The way we cured was by making the sign of the cross over them, and blowing on them, and reciting a Pater Noster and an Ave Maria, and then we would pray as best we could to God our Lord to give them health and inspire them to give us good treatment. And God out Lord, and His mercy, willed that as soon as we had done this, all those for whom we had prayed, told the others that they were well and healthy. . .

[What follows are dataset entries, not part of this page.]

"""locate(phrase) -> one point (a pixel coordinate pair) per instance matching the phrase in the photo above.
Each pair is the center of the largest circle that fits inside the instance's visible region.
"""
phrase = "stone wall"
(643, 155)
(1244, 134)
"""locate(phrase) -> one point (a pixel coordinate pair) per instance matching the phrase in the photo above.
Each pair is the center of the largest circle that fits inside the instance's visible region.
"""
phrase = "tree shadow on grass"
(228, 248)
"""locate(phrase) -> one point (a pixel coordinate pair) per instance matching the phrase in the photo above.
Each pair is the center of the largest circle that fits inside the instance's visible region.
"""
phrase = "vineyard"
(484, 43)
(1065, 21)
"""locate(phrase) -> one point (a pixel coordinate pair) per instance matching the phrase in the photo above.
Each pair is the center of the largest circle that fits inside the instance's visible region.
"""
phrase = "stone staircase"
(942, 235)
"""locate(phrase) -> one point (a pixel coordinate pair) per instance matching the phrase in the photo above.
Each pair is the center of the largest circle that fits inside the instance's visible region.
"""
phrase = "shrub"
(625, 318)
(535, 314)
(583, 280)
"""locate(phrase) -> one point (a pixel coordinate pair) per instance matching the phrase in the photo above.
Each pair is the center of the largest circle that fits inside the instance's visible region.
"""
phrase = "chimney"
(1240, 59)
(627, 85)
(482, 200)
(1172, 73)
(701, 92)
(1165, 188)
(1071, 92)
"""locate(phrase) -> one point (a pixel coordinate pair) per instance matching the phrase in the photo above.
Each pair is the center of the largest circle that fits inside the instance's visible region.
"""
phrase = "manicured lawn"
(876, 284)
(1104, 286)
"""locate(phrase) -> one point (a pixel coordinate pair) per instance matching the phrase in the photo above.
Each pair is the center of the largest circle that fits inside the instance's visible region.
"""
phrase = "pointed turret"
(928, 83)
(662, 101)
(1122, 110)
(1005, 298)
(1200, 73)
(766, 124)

So the themes of the odyssey of Cabeza de Vaca are laid out. The poor Karankawas on the Isle of Misfortune give us the signs by which we are meant to read the inner map of the tail - the journey that Cabeza de Vaca made to encounter and understand what it is like to be the Other. Such stories of healing happen too often in his accounts for us to disbelieve them - indeed, as we shall see, they are attested independently by four or five widely separated testimonies recounted by Indians to other Spanish expeditions over the next twenty years. No question, then, that these things happened. As for their meaning, this no doubt lies in the realms of the psychology of healing - and of belief. As far as we know, during his years on or near the Texas coast, Cabeza de Vaca remained a Christian - at least, that is how he presents the story. As far as the Indians were concerned, of course, to separate the world of spirits and the world of perceptible reality was not a meaningful division. The hidden world for them - as it still is for many surviving North American peoples - is palpable and always liable to break in on the present. For them, the spiritual life is life, and everything in the waking world is conditioned by it. To them, it was quite natural that a receptive person such as Cabeza de Vaca might be able to heal, and hence they asked him to do so.

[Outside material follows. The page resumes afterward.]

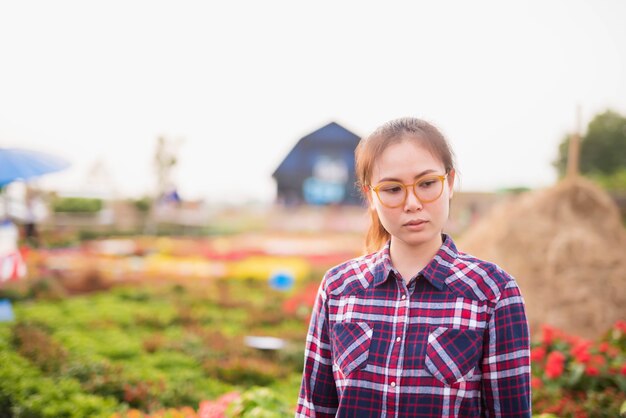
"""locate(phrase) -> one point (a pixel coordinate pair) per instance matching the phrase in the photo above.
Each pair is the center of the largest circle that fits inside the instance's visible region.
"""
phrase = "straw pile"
(566, 247)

At first, the Spaniard says he does not know how, and uses his Christian techniques of prayer in a true believer's way. It was the beginning of a long, strange and fruitful intermingling of Christian and indigenous religion in these parts. The tale, then, is extraordinary, but neither unnatural nor unbelievable. And it is noteworthy that, at the very end of his account, recollecting these events in the tranquillity of Spain, Cabeza de Vaca - as if in rebuke to those who wrote about Indian 'idolatry' - says simply, that 'in all the thousands of leagues I travelled, I never saw idolatry: for there is none among the Indians'. It is one of the most astonishing statements made by a European in the entire Age of Discovery.

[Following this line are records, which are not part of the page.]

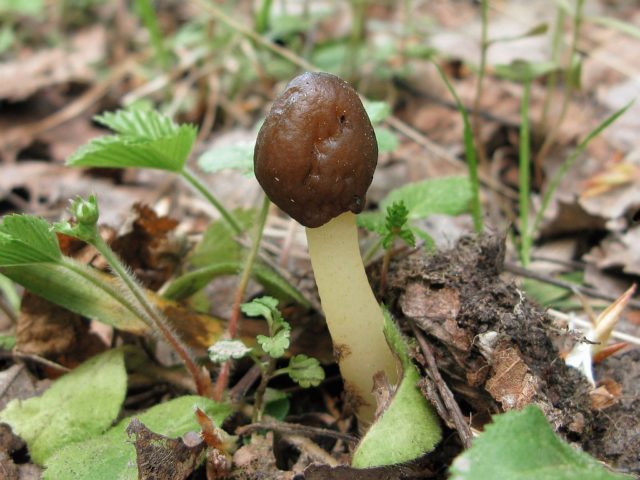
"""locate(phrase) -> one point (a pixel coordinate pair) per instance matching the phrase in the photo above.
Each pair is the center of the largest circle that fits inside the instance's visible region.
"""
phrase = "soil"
(497, 350)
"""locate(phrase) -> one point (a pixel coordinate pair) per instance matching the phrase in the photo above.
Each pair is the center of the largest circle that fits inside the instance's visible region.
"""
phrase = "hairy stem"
(267, 375)
(154, 317)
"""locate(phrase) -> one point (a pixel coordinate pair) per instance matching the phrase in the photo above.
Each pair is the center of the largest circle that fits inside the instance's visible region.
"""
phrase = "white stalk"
(354, 317)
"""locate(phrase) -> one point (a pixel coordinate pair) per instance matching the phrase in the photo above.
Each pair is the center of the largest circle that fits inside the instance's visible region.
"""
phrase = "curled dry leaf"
(158, 456)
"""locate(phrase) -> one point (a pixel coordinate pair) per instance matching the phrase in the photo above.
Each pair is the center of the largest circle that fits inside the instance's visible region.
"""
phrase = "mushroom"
(315, 157)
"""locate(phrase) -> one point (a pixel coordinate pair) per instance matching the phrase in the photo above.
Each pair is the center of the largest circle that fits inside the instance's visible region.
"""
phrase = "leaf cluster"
(305, 371)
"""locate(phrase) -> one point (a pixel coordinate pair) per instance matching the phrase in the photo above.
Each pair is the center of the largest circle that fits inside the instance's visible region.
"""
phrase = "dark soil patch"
(497, 350)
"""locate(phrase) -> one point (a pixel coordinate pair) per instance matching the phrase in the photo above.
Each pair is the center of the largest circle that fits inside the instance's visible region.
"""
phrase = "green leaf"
(7, 37)
(396, 225)
(387, 140)
(218, 242)
(237, 157)
(445, 196)
(25, 239)
(8, 289)
(520, 445)
(277, 404)
(78, 406)
(7, 342)
(224, 350)
(219, 254)
(145, 139)
(305, 371)
(79, 288)
(276, 345)
(189, 283)
(266, 307)
(377, 111)
(522, 71)
(409, 427)
(22, 7)
(112, 455)
(470, 154)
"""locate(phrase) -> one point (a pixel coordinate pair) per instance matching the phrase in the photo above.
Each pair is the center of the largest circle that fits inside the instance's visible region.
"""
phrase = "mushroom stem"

Cabeza de Vaca could now speak the Karankawas' language and began to reconcile himself to a life among the Indians, far away from the Christian world. In the early days he was kept as a slave, working for his hosts. In the spring, he collected birds' eggs on the shore; sometimes he crossed to the mainland to kill a few deer or buffalo, saving the skins for clothing. Eventually, though, he could face their cruel existence no longer, and used his knowledge of their contacts to leave the island and move into the interior where the people treated him more kindly. For the next few years he lived among semi-nomadic Coahuiltecan Indians, trading for them, bartering seashells and coral with the people of the coast.